NVIDIA filed the patent infringement complaints with the U.S. District Court and the U.S. International Trade Commission (ITC) in Delaware. The chip manufacturer alleged that both Samsung and Qualcomm infringe on its GPU patents on multithreaded parallel processing, unified shaders, and programmable among others.

NVIDIA identified several Samsung products and Qualcomm mobile processors that use NVIDIA technologies. Samsung devices in question include the Galaxy Tab 2, Galaxy Note Pro, and Galaxy Tab S tablets, and the latest Samsung phones such as Galaxy Note Edge, Galaxy S5, Galaxy Note 4, Galaxy S4, and the Galaxy Note 3.

Some of these mentioned devices use mobile processors from Qualcomm. Most notable are the Snapdragon S4, 400, 600, 800, 801, and 805 chips.

NVIDIA currently has more than 7,000 patents under its belt.
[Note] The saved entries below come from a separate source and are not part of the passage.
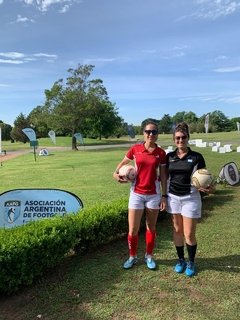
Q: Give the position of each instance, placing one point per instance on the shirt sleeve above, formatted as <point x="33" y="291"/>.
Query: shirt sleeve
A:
<point x="201" y="162"/>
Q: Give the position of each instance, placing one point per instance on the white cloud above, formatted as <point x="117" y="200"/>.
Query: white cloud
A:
<point x="23" y="19"/>
<point x="99" y="60"/>
<point x="45" y="55"/>
<point x="64" y="8"/>
<point x="12" y="55"/>
<point x="44" y="5"/>
<point x="229" y="69"/>
<point x="19" y="58"/>
<point x="214" y="9"/>
<point x="11" y="61"/>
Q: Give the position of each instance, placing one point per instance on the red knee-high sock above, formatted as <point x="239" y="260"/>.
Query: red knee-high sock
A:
<point x="150" y="241"/>
<point x="132" y="244"/>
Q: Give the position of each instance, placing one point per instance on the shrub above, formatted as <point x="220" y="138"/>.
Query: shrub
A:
<point x="28" y="251"/>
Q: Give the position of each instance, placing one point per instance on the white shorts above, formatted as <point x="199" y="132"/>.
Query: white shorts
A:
<point x="189" y="206"/>
<point x="141" y="201"/>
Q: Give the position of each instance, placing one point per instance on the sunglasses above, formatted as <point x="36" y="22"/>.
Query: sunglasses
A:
<point x="154" y="132"/>
<point x="178" y="138"/>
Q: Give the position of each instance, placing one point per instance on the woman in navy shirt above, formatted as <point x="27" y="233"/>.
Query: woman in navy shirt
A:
<point x="184" y="200"/>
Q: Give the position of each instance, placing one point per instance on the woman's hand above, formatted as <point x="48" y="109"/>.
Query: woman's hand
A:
<point x="210" y="189"/>
<point x="163" y="204"/>
<point x="119" y="178"/>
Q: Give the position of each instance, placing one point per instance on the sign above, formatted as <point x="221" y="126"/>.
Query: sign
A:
<point x="30" y="133"/>
<point x="52" y="136"/>
<point x="79" y="137"/>
<point x="20" y="206"/>
<point x="33" y="143"/>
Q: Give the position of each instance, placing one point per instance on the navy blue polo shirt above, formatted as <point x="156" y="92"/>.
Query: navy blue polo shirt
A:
<point x="181" y="170"/>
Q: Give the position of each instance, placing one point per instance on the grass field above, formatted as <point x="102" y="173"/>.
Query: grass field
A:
<point x="94" y="286"/>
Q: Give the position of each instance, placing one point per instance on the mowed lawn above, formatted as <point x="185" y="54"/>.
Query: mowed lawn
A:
<point x="94" y="286"/>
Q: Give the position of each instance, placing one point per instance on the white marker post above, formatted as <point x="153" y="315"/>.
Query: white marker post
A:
<point x="0" y="140"/>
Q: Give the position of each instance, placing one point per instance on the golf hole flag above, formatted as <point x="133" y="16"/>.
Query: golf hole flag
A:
<point x="20" y="206"/>
<point x="79" y="137"/>
<point x="30" y="133"/>
<point x="52" y="136"/>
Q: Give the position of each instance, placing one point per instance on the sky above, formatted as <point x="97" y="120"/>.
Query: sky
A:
<point x="155" y="57"/>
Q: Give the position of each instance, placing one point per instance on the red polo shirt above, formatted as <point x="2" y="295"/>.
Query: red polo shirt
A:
<point x="147" y="165"/>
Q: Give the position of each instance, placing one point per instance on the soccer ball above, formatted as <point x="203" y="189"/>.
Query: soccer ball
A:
<point x="128" y="172"/>
<point x="202" y="178"/>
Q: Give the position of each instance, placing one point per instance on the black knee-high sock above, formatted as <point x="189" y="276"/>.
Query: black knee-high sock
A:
<point x="180" y="252"/>
<point x="191" y="251"/>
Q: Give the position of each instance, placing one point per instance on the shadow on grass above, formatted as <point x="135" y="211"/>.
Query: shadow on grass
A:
<point x="210" y="203"/>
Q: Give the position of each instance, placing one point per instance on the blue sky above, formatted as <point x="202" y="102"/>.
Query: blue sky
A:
<point x="155" y="57"/>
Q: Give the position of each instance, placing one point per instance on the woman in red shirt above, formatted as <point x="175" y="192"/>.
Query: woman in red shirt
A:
<point x="148" y="192"/>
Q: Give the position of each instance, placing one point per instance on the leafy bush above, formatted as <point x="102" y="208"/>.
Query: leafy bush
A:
<point x="26" y="252"/>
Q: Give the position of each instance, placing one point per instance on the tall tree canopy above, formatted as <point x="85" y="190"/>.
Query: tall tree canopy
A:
<point x="81" y="104"/>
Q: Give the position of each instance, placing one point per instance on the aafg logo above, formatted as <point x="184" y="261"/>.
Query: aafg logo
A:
<point x="12" y="210"/>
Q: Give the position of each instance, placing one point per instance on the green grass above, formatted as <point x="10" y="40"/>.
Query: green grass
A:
<point x="94" y="286"/>
<point x="163" y="139"/>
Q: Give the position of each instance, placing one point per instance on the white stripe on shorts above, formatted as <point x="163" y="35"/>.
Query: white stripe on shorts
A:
<point x="189" y="206"/>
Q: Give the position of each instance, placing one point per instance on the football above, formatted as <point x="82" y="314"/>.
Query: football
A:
<point x="201" y="178"/>
<point x="128" y="172"/>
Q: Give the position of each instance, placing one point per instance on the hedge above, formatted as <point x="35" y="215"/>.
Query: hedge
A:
<point x="26" y="252"/>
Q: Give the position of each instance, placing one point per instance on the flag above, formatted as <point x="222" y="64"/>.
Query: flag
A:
<point x="206" y="123"/>
<point x="131" y="132"/>
<point x="79" y="137"/>
<point x="52" y="136"/>
<point x="30" y="133"/>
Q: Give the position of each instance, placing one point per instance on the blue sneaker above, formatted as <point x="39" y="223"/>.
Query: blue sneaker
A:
<point x="190" y="270"/>
<point x="151" y="264"/>
<point x="129" y="263"/>
<point x="180" y="266"/>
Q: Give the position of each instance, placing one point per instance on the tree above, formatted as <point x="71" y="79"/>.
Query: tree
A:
<point x="20" y="123"/>
<point x="178" y="117"/>
<point x="80" y="104"/>
<point x="165" y="124"/>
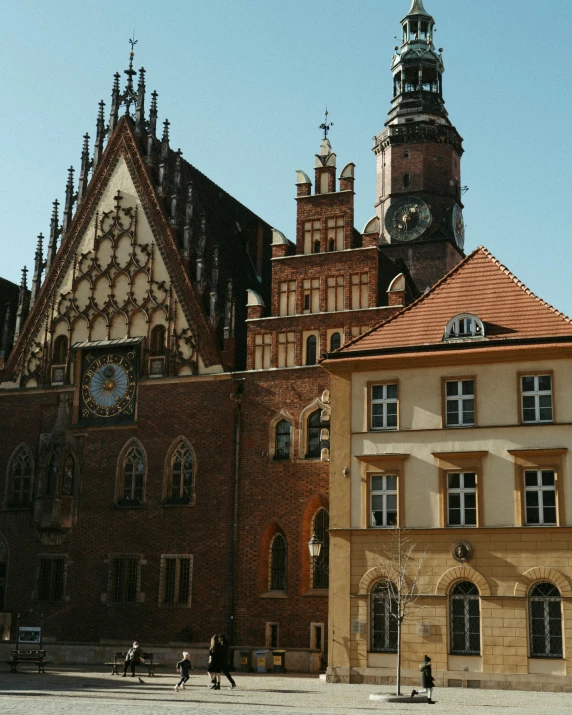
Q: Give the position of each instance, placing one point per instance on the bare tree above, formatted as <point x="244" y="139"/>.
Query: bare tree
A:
<point x="402" y="564"/>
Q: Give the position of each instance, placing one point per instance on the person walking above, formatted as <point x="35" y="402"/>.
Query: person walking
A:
<point x="215" y="663"/>
<point x="134" y="657"/>
<point x="183" y="666"/>
<point x="225" y="659"/>
<point x="427" y="681"/>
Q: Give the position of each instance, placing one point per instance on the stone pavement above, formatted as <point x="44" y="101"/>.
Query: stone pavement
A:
<point x="93" y="692"/>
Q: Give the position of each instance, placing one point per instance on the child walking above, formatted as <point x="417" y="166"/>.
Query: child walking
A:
<point x="183" y="666"/>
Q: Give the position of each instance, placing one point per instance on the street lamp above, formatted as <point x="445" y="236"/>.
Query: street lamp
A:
<point x="315" y="546"/>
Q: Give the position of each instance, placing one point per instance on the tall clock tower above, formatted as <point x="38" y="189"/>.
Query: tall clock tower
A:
<point x="419" y="159"/>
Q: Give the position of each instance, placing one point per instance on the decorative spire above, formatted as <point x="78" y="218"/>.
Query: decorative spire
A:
<point x="69" y="202"/>
<point x="38" y="269"/>
<point x="86" y="165"/>
<point x="140" y="107"/>
<point x="54" y="233"/>
<point x="99" y="136"/>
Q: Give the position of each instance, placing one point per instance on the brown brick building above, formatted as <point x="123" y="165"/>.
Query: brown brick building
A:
<point x="166" y="457"/>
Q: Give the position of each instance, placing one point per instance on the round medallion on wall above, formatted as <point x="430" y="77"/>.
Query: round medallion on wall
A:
<point x="407" y="218"/>
<point x="462" y="551"/>
<point x="458" y="225"/>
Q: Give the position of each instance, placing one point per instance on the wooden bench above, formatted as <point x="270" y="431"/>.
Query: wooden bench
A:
<point x="119" y="662"/>
<point x="37" y="657"/>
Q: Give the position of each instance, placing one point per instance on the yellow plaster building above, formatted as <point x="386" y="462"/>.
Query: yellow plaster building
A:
<point x="453" y="419"/>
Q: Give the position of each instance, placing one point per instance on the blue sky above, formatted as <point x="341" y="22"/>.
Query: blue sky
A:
<point x="244" y="84"/>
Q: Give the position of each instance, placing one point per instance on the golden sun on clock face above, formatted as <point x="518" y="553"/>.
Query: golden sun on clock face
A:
<point x="108" y="387"/>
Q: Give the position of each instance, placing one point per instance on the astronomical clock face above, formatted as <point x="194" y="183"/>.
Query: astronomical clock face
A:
<point x="458" y="225"/>
<point x="407" y="219"/>
<point x="108" y="386"/>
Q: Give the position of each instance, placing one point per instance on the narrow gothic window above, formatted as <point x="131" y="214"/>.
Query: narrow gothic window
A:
<point x="21" y="477"/>
<point x="278" y="563"/>
<point x="311" y="350"/>
<point x="465" y="619"/>
<point x="181" y="475"/>
<point x="313" y="437"/>
<point x="383" y="619"/>
<point x="282" y="448"/>
<point x="321" y="565"/>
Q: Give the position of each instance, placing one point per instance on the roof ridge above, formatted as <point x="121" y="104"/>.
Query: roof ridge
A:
<point x="522" y="285"/>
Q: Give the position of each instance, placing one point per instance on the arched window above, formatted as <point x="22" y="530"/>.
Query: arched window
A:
<point x="278" y="563"/>
<point x="320" y="576"/>
<point x="157" y="346"/>
<point x="51" y="477"/>
<point x="282" y="449"/>
<point x="311" y="350"/>
<point x="313" y="430"/>
<point x="465" y="619"/>
<point x="60" y="350"/>
<point x="133" y="472"/>
<point x="383" y="619"/>
<point x="68" y="476"/>
<point x="545" y="615"/>
<point x="180" y="478"/>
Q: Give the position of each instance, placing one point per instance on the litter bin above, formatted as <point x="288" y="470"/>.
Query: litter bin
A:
<point x="279" y="658"/>
<point x="261" y="661"/>
<point x="245" y="656"/>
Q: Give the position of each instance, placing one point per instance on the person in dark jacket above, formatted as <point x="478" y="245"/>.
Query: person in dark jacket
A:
<point x="427" y="681"/>
<point x="183" y="666"/>
<point x="134" y="657"/>
<point x="226" y="660"/>
<point x="215" y="663"/>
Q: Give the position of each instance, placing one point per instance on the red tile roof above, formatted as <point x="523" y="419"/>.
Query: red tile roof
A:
<point x="479" y="285"/>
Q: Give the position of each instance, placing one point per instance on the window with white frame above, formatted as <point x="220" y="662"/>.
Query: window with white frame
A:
<point x="335" y="234"/>
<point x="287" y="298"/>
<point x="360" y="290"/>
<point x="312" y="236"/>
<point x="262" y="351"/>
<point x="286" y="349"/>
<point x="536" y="398"/>
<point x="383" y="500"/>
<point x="175" y="579"/>
<point x="384" y="406"/>
<point x="460" y="403"/>
<point x="540" y="497"/>
<point x="462" y="499"/>
<point x="336" y="286"/>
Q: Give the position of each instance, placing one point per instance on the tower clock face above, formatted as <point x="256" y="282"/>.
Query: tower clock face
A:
<point x="108" y="386"/>
<point x="458" y="225"/>
<point x="407" y="219"/>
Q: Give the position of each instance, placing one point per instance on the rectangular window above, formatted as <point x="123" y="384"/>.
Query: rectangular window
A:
<point x="312" y="236"/>
<point x="360" y="290"/>
<point x="124" y="579"/>
<point x="336" y="286"/>
<point x="176" y="571"/>
<point x="288" y="298"/>
<point x="335" y="234"/>
<point x="384" y="406"/>
<point x="383" y="500"/>
<point x="540" y="497"/>
<point x="462" y="499"/>
<point x="51" y="579"/>
<point x="460" y="403"/>
<point x="536" y="398"/>
<point x="286" y="349"/>
<point x="262" y="351"/>
<point x="312" y="295"/>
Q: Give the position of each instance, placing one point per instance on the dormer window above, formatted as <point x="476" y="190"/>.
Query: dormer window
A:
<point x="464" y="326"/>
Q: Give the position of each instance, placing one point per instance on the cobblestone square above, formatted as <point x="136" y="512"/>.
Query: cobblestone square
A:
<point x="94" y="691"/>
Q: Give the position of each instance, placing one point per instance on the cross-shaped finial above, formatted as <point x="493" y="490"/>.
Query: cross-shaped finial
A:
<point x="325" y="126"/>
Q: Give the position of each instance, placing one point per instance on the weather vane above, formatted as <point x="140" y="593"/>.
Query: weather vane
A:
<point x="325" y="126"/>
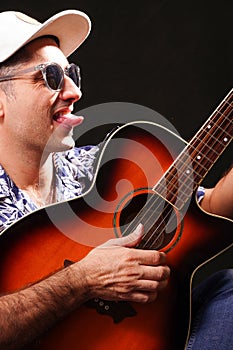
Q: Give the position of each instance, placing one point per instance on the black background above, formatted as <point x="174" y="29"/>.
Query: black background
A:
<point x="174" y="56"/>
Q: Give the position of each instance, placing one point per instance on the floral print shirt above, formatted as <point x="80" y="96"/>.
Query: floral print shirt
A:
<point x="74" y="171"/>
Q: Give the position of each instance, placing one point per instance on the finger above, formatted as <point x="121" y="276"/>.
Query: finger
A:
<point x="149" y="257"/>
<point x="159" y="273"/>
<point x="140" y="296"/>
<point x="128" y="241"/>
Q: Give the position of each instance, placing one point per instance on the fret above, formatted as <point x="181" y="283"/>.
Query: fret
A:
<point x="189" y="169"/>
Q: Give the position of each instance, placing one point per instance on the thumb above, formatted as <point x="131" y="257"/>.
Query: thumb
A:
<point x="128" y="241"/>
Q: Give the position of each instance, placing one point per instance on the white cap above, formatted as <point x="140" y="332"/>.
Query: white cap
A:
<point x="71" y="27"/>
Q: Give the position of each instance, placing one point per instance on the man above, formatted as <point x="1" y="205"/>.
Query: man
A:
<point x="36" y="120"/>
<point x="35" y="125"/>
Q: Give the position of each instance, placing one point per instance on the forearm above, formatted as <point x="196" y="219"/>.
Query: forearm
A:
<point x="28" y="313"/>
<point x="219" y="200"/>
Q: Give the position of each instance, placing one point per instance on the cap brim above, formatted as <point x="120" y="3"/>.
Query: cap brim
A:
<point x="71" y="27"/>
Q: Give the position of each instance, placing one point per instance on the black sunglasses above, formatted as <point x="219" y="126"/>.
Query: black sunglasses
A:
<point x="53" y="74"/>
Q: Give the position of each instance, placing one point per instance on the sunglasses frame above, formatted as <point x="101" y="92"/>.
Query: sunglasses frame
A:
<point x="42" y="67"/>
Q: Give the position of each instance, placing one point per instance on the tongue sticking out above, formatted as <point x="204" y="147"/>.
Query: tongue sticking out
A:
<point x="70" y="120"/>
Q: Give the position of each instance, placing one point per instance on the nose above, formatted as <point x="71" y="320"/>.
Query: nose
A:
<point x="70" y="90"/>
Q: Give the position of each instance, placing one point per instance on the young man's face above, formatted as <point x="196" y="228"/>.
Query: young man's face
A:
<point x="33" y="115"/>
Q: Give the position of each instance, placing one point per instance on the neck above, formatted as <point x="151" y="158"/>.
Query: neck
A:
<point x="32" y="174"/>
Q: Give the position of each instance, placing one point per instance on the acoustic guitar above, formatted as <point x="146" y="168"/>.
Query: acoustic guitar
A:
<point x="144" y="174"/>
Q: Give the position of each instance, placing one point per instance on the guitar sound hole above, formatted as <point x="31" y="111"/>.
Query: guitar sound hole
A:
<point x="157" y="216"/>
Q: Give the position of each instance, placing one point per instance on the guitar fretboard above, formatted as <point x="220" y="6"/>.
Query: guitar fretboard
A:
<point x="197" y="158"/>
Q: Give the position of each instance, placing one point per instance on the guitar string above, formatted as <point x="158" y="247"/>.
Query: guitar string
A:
<point x="170" y="211"/>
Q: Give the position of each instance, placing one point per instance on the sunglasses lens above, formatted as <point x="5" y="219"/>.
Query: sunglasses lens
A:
<point x="54" y="76"/>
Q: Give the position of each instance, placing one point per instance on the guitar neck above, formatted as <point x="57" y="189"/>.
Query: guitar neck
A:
<point x="189" y="169"/>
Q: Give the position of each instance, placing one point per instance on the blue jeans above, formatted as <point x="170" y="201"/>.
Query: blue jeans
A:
<point x="212" y="313"/>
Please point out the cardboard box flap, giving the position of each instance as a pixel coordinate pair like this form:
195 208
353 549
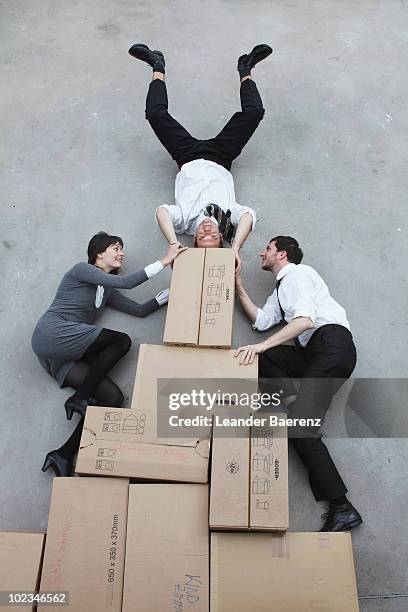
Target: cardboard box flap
202 447
185 298
295 571
88 438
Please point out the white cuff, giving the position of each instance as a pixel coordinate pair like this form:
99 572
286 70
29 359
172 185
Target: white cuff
162 297
153 269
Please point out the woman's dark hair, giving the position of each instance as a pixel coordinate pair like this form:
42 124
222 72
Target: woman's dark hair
290 245
99 243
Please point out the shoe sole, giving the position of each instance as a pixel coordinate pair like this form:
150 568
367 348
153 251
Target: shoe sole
355 523
142 47
263 55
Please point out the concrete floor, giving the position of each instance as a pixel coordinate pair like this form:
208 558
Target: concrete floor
327 165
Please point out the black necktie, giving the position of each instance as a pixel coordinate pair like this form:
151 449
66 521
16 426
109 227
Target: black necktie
278 282
295 340
225 226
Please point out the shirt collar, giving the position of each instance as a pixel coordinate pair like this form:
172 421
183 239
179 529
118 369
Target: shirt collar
283 271
201 218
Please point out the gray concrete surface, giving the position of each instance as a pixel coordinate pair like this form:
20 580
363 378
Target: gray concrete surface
328 165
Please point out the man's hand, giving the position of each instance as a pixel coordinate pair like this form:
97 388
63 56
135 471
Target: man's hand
238 263
248 352
173 251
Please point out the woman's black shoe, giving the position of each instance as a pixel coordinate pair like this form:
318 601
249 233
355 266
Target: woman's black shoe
75 404
155 59
60 465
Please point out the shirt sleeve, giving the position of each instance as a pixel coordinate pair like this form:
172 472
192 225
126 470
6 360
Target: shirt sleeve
154 269
238 211
118 301
269 315
300 296
176 217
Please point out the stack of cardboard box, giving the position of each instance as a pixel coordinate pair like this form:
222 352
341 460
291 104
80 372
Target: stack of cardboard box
118 546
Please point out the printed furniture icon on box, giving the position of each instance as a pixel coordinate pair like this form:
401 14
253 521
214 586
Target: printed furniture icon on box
20 562
167 546
123 442
201 304
249 480
292 572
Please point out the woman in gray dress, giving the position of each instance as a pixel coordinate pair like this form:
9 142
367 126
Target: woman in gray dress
78 353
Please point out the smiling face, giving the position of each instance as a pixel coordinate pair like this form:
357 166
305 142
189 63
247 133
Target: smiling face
272 259
208 235
111 258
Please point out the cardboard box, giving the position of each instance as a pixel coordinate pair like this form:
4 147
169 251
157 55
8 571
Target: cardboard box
167 561
123 442
249 480
20 561
292 572
85 545
201 304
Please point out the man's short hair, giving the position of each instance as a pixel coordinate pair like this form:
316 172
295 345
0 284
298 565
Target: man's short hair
290 245
220 246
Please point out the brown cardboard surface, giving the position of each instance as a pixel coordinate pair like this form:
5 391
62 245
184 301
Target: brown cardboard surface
201 303
122 442
217 303
183 309
85 545
269 494
20 562
229 500
167 548
156 361
294 572
249 481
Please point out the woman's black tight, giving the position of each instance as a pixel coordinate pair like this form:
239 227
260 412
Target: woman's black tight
89 375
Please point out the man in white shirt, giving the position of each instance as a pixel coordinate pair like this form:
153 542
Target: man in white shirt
205 204
323 357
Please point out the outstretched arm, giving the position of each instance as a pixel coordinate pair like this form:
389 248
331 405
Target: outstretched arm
293 329
248 306
88 273
245 225
243 229
166 224
118 301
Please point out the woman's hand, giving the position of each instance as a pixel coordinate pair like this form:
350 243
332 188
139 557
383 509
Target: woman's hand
173 251
248 352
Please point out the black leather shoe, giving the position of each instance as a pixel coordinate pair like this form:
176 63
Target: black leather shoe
155 59
248 61
60 465
341 518
75 404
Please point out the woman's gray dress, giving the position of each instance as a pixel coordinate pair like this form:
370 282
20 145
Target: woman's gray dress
66 330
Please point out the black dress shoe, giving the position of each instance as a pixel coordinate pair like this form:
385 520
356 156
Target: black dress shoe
341 518
248 61
60 465
75 404
155 59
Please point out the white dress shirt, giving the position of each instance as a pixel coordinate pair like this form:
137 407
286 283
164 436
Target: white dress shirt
302 293
199 183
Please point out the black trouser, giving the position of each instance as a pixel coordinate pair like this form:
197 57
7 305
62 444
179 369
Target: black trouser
222 149
327 361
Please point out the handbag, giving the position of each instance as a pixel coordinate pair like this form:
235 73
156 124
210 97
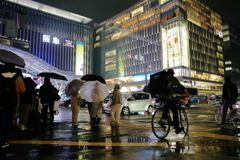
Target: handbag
56 96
The company believes Samsung and Qualcomm used some of its technologies to create their own products without any license from NVIDIA.

NVIDIA is asking the courts to “determine infringement of NVIDIA’s GPU patents by all graphics architectures used in Samsung’s mobile products and to establish their licensing value” according to Jen-Hsun Huang, CEO and co-founder of NVIDIA.

The company says they invented the GPU. As a pioneer in computer graphics, NVIDIA has created some the best processors in the world today. NVIDIA’s GPUs allow the computers and mobile devices to display and generate images and beautiful graphics.

In a blog post, NVIDIA Chief Administrative Officer and Secretary David Shannon wrote that they already spent $9 billion in Research and Development since 1993. He stated that the company’s IP strategy is to see a return on investment by licensing their products, technologies, and patents. Unfortunately, Samsung and Qualcomm failed to comply with NVIDIA even after several meetings.

Shannon explained that they already demonstrated to Samsung how their patents apply to their South Korean giant’s mobile devices. Samsung only said this was the problem of supplier, which in this case, was Qualcomm.

NVIDIA said there is no proper licensing for the patented GPU technology. It’s now asking the courts to decide on the case and be reward proper compensation. No word from either Samsung or Qualcomm regarding this matter yet.